We’ve talked about British astronomer Martin Rees before (here and here, for example). Here he is at Aeon:
Charles Darwin’s ideas, for example, have been culturally and philosophically resonant ever since they were first unveiled in 1859. Indeed, they’ve never provoked more vibrant debates than they do today. Darwin was perhaps the last scientist who could present his research in a way accessible to general readers; today, it’s hard to present original findings without a forbidding array of equations, or a specialised vocabulary. ‘On the Origin of Species’, which he described as ‘one long argument’ underpinning his theory, ranks highly as a work of literature.
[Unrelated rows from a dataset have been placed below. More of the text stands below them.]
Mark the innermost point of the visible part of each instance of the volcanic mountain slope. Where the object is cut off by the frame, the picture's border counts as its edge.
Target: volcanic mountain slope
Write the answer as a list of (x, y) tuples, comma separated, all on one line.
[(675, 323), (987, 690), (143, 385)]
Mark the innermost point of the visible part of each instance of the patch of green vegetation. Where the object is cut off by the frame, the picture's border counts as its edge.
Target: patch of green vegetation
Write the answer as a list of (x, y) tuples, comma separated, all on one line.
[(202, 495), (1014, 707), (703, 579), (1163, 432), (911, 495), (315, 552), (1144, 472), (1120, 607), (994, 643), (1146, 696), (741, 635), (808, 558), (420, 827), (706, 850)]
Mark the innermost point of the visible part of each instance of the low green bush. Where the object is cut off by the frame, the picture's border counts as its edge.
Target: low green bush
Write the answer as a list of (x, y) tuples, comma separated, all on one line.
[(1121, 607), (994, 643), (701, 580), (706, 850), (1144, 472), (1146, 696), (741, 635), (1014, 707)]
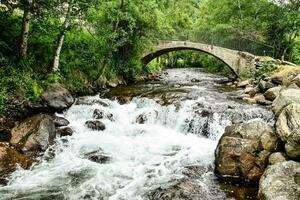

It changed our perception of human beings by revealing that we were an outcome of a grand evolutionary process that can be traced back to the beginning of life on Earth …
Today, it’s a real intellectual deprivation to be blind to the marvellous vision offered by Darwinism and by modern cosmology – the chain of emergent complexity leading from a ‘big bang’ to stars, planets, biospheres, and human brains able to ponder the wonder and the mystery of it all. Concepts such as these should be part of the public conversation. So too should some conception of the natural environment and the principles that govern the biosphere and climate. Science is the one culture that all humans can share: protons, proteins and Pythagoras’ theorem are the same the world over.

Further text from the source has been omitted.